Commentary

When Art Mattered: Second Screening An American Moment

ViggleAs all of us head off to Seders and Easter feasts this weekend, even the world of mobile media becomes a bit spiritual. On Saturday, April 7 at 8 Eastern Time, USA Network will celebrate the 50th anniversary of a great American film "To Kill a Mockingbird" in a special rebroadcast. This is one of that handful of movies that packs so much power and drama in every frame it is hard to click away from it no matter how many times you may have viewed it. This version will be a digital remastering of the Universal release.

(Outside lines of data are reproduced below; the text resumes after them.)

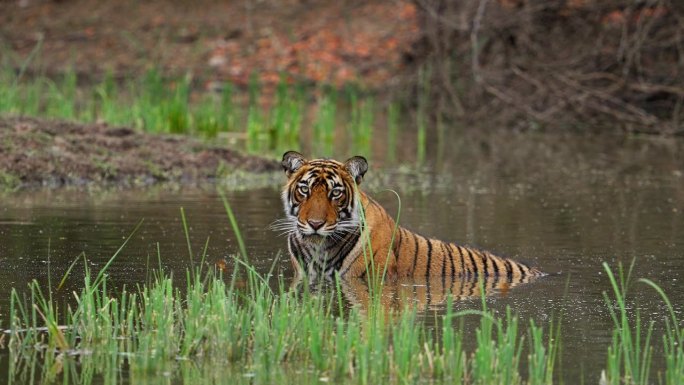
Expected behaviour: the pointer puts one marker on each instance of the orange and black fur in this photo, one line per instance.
(326, 235)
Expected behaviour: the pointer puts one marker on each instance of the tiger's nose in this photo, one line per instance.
(316, 223)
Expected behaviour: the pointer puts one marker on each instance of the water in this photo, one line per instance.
(565, 204)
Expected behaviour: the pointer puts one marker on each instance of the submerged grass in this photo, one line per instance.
(267, 332)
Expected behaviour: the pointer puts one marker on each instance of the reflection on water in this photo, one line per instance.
(562, 204)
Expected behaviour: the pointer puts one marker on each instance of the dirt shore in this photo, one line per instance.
(37, 152)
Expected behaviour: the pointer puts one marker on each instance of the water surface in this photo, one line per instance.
(562, 203)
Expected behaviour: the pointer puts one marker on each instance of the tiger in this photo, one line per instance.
(334, 228)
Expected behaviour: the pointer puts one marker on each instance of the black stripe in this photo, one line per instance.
(415, 254)
(464, 271)
(429, 262)
(461, 287)
(471, 287)
(348, 244)
(451, 260)
(484, 262)
(509, 268)
(472, 261)
(496, 267)
(397, 246)
(443, 266)
(522, 271)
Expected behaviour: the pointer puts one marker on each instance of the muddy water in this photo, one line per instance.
(561, 203)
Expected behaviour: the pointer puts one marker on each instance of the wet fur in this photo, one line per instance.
(326, 235)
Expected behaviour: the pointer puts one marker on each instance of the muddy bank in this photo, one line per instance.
(37, 152)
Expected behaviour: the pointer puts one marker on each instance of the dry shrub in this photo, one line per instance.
(599, 64)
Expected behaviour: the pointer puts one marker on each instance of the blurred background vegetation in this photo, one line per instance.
(279, 74)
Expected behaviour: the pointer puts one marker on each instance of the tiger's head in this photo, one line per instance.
(320, 198)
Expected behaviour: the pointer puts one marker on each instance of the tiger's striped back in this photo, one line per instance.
(335, 228)
(418, 256)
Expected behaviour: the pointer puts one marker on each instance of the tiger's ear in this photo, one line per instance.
(292, 161)
(357, 167)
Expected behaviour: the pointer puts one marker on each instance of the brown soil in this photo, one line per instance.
(35, 152)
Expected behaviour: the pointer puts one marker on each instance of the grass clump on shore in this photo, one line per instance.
(252, 328)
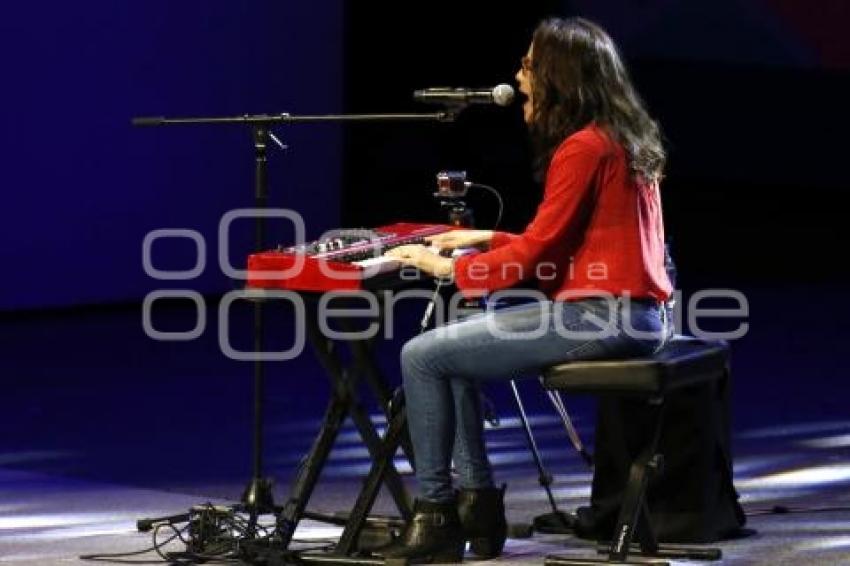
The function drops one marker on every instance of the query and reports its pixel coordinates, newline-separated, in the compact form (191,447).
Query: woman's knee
(415,355)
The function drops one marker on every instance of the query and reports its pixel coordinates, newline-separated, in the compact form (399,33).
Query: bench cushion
(683,361)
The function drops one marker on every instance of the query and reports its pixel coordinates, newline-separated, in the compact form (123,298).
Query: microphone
(500,95)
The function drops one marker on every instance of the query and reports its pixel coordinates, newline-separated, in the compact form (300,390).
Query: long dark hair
(578,78)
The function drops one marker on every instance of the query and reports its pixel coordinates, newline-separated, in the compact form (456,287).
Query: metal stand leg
(557,521)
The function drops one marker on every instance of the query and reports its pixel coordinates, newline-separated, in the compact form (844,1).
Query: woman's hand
(423,259)
(460,239)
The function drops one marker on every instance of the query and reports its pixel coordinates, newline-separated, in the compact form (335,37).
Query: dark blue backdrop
(81,187)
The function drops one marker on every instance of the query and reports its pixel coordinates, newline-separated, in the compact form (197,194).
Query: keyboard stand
(344,377)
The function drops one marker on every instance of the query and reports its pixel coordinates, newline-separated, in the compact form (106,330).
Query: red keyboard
(345,260)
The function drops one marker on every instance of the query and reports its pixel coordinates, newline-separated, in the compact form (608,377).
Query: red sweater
(597,229)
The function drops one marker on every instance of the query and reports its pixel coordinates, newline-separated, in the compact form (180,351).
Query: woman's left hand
(423,259)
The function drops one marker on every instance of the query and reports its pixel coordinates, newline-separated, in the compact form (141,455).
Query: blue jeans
(442,369)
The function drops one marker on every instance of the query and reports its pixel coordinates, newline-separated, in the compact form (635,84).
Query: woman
(596,247)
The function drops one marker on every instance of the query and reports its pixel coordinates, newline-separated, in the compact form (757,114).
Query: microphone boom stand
(257,497)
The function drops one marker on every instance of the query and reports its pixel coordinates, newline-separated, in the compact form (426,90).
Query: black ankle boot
(433,535)
(482,516)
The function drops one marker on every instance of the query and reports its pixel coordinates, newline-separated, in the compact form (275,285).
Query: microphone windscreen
(503,94)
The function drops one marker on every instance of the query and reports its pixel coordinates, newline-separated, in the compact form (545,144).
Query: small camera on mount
(452,187)
(452,184)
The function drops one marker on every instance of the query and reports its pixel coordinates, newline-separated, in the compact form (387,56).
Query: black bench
(683,362)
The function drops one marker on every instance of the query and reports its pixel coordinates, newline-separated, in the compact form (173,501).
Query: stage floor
(48,519)
(102,425)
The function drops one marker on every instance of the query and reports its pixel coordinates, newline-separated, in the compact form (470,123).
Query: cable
(498,197)
(111,557)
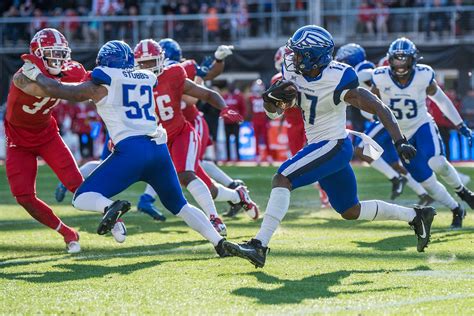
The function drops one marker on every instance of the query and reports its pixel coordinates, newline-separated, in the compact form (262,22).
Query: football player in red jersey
(294,118)
(32,131)
(259,118)
(183,141)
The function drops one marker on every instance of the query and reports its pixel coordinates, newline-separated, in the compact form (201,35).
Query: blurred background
(443,30)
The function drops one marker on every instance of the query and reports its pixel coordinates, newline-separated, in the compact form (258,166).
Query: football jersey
(128,108)
(168,94)
(408,102)
(322,99)
(190,112)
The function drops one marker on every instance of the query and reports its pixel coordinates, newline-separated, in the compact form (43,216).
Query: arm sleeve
(446,106)
(99,77)
(348,81)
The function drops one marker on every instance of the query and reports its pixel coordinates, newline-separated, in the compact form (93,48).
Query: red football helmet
(147,50)
(280,56)
(50,45)
(257,87)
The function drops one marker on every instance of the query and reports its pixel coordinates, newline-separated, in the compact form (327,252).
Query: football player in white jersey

This showing gets amplified by social TV provider Viggle. Users will check in to the movie via the app and get rewards points for engaging the second screen. Part of the promotion highlights USA’s charitable spin on their usual “Characters Welcome” tag line -– “Characters Unite.” This is a program that focuses on tolerance and respect. Viggle rewards points generally can be redeemed for gift cards, movie tickets and music. In this case they can help a cause. USA and Viggle will match the points that viewers accrue and turn it into a donation to the Characters Unite non-profit.

Viggle says the app second-screen experience will include annotations of key moments in the film, celebrity stories, photos and videos cued to the live broadcast.

As a movie nut myself, I am eager to see smartphone and tablet apps experiment with pushing movie extras to the device world. All of the stuff we never bothered watching on DVD/Blu-ray discs because they intruded on the film experience can be offloaded to a second screen where we might get more out of them. I expect that some day you will be able to use a third party or network’s app at any given moment in the broadcast day to get genuinely useful enhancements and information about what is on your main screen simply by activating your smartphone. Right now, frankly, many of the “social TV” apps are piping in Twitter and Facebook feeds that add little to the content beyond streams of monosyllabic gurgles and boilerplate reactions that quickly become invisible.

I would love a day when sidecar app content is de rigueur for any major film release on disc or digital download.

I look forward to what the programmers do with this great film this weekend. "To Kill a Mockingbird" was one of those instances when a film came at an important moment in American history and dramatized a crossroads in race relations. There are those rare times when popular art really matters –- when it gives us a way to envision the next steps a culture needs to take. I can’t think of a better way to spend the Passover and Easter weekend than with a movie that mattered.